If there were a word for “beyond essential” that word would describe this album perfectly. Getz / Gilberto was a great album when it was released in 1963, and it is a great album today. Fifty years from now this recording will still be a must-have for music lovers of every persuasion in every country of the globe. Quite likely there is not another album extant about which that can be said. This music is detached, cool and irresistible, a marriage of North and South sounding today as fresh as when it arrived. If you don’t own it, it’s time to acquire it. If you do own it and haven’t listened for a while, reacquainting yourself with its eternal mysteries will prove one of the greatest pleasures of this or any year.
Miles Davis famously said “Joao Gilberto would sound good reading a newspaper.” To team Gilberto with Stan Getz, who had been a brilliant saxophonist even as a teenager, was the inspiration of Creed Taylor, one of the seminal forces in American jazz in the 20th century. Gilberto was one of the leaders and creators of bossa nova music, and its most talented performer, excelling at both classical nylon-string guitar and subdued but passionate vocals. Antonio Carlos Jobim was not only a wonderful composer, but a sensational pianist and guitarist; he was Gilberto’s co-writer. As for Astrud Gilberto, Joao’s wife, she not only recorded a sensational vocal for “The Girl From Ipanema”, as well as for “Corcovado”, she accomplished something astonishing with those performances; they were her first recordings ever and she turned “Ipanema”, which was intended to be a B side, into an immortal A side.

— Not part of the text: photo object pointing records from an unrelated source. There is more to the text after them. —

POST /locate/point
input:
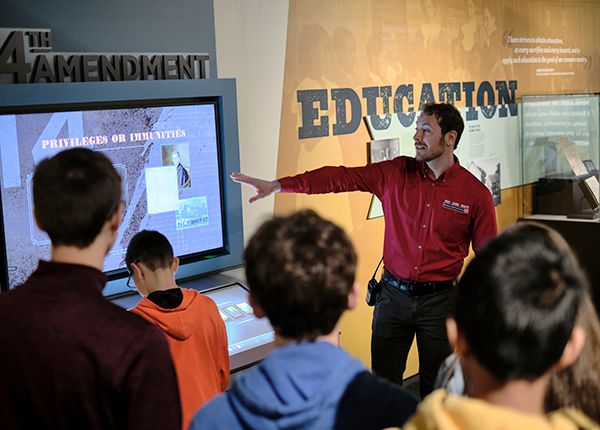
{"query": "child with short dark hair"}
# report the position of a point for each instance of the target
(515, 322)
(194, 328)
(300, 271)
(70, 358)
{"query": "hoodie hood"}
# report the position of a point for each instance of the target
(176, 322)
(442, 411)
(296, 386)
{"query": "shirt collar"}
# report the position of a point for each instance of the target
(452, 172)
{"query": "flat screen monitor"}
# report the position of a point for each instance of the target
(249, 338)
(174, 145)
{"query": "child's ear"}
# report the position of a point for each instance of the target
(137, 270)
(354, 295)
(254, 304)
(452, 331)
(572, 348)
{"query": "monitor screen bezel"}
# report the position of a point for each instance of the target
(30, 98)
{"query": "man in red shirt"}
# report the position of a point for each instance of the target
(434, 209)
(71, 359)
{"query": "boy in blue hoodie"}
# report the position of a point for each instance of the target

Eight songs comprise the album. Yes, the music is inspired by jazz masters such as Gerry Mulligan, Chet Baker and Miles Davis, but it achieves something that none of those exalted hipsters ever did. The album brought Brazilian music, cool jazz, soft elegant sambas and the exotic flavours of Rio De Janeiro to mass audiences while providing a classic for elitist jazz fans. How did this happen? Some say that South American music is the greatest music of the 20th century. Others say that once the samba gets into your soul it never leaves.
As Jobim told Gene Lees, the American music writer who wrote the English lyrics for several of these songs:
“the bossa nova was kind of washed, more concise, less noise, less things going on… it came with a very detached beat, very characteristic, that cleaned the whole thing. .. And maybe because of that it became more universal.”
Phil Ramone, who recorded dozens of famous American albums, was the engineer on the record. He stated “there was an indescribable feeling in the room when we made Getz/Gilberto – a quiet energy that put everyone in a happy mood… It was pure magic because of the players and how they sounded in the room at 112 West 48th Street.” And further from Phil regarding Astrud Gilberto, her voice “was beguiling: sexy and coy, yet innocent at the same time.”
Yes, this great Brazilian jazz record was made in New York with an American producer and an American sound engineer.
The album won four Grammys and stayed on the charts for two years, peaking at no. 2 only because 1964 and 1965 belonged to The Beatles.
So, what’s in this 57 year-old record for you in the year of this writing, 2021?
Well, you might be living in Manhattan and working on Wall Street. You’re going to need some music that reflects your sophistication and interest in high end audio. Getz/Gilberto will do that for you.
Or you might be living in Medicine Hat, Alberta, exploring some new music and trying to keep cool throughout the pandemic. Getz/Gilberto will do that for you.
Or maybe you’re just crazy for something that comes out of next week and recharges your neurons.
This record will do that and more. Getz/Gilberto is beyond essential.